Don’t let the mirror determine how you feel about yourself on any particular day. All mirrors are funhouse mirrors. They distort what you think is an objective image of yourself, and then feed on that day’s sense of self-worth. It can quickly devolve into a fiery crash if you’re not careful. For example:
You didn’t sleep well last night. Money stress is lurking around the mind’s back alleys. You had an argument with your spouse before work. Negativity is a magnet. The day’s first look in the mirror is going to send staples and knives in the direction of that magnet.
“Why are you so fat? You look ridiculous in these stupid clothes. Great, another gray hair. You look like Tales From The Crypt. Is that cancer?”
You are destined to carry that image of yourself into the rest of your day as it plays ping pong with the other stressors in your life. It will impact your interactions with co-workers and loved ones as the inner-dialogue negativity magnet continues to pick up needles and rusty nails.
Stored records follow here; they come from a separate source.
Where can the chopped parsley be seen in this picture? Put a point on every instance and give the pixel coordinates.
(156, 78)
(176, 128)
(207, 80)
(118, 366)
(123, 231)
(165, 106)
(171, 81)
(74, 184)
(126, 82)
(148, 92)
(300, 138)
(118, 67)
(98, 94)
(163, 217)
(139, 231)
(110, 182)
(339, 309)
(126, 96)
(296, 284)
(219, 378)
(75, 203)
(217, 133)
“Glad to see Julie is wearing shorter skirts to work…the kind that whores wear.” “Oh, I see. The Keurig machine is out of water. Again. Thanks honey. It’s obvious you want out of this relationship.”
The day becomes unproductive as the negative distractions pile on. Another night of lost sleep. Another barbed remark toward your spouse. Another look in the mirror in the morning, and you’re in the Guinness Book of World Records for being the fattest, ugliest, most unlovable human being ever born.
The mirror is a reflection of everything that is going on inside. You cannot see yourself objectively. While a look in the mirror may seem like a clinical evaluation about whether or not your new diet is working, it can easily and destructively become derailed by a culmination of regret and worry.